Controlling this decision point is important for researchers; it will allow them to grow vast numbers of self-renewing, undifferentiated stem cells that are young and ripe for treating disease.
“One of the biggest challenges to stem cell therapies is simply having enough stem cells,” said Yanhong Shi, Ph.D., assistant professor of neurosciences and senior author on the study. “We need to know how to expand them in order to apply them to therapies.”
Until now, scientists were not sure what signaled neural stem cells — stem cells that eventually can become nerve and brain cells — to simply renew themselves and grow without differentiating. Shi and her team believe they have found the controlling signal.
The process begins with a protein called TLX, which controls key genes in neural stem cells. In previous work, Shi and her team found that TLX was essential to keeping neural stem cells growing in the self-renewal phase.
In the current study, the researchers discovered that TLX activates an important molecular pathway called Wnt/β-catenin.
“Wnt proteins have been shown to control the self-renewal of several types of stem cells, including blood-forming stem cells and skin stem cells,” said Shi. The current study is the first to connect TLX and Wnt proteins in self-renewing neural stem cells.
The discovery that the TLX-Wnt/β-catenin pathway stimulates neural stem cell growth and self-renewal suggests ways for researchers to manipulate neural stem cells to keep them growing and renewing themselves without differentiating.

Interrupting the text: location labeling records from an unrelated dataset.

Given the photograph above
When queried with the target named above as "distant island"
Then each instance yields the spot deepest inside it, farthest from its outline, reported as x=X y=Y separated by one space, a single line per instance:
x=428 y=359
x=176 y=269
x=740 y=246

According to Shi, knowing the signals and molecular pathways that keep stem cells self-renewing is crucial to developing a large enough supply of stem cells to treat patients, and the current work marks a major step toward that goal.
Collaborators include scientists from Howard Hughes Medical Institute and the Salk Institute. The Whitehall Foundation, the Margaret E. Early Medical Trust and the National Institute of Neurological Disorders and Stroke supported the work.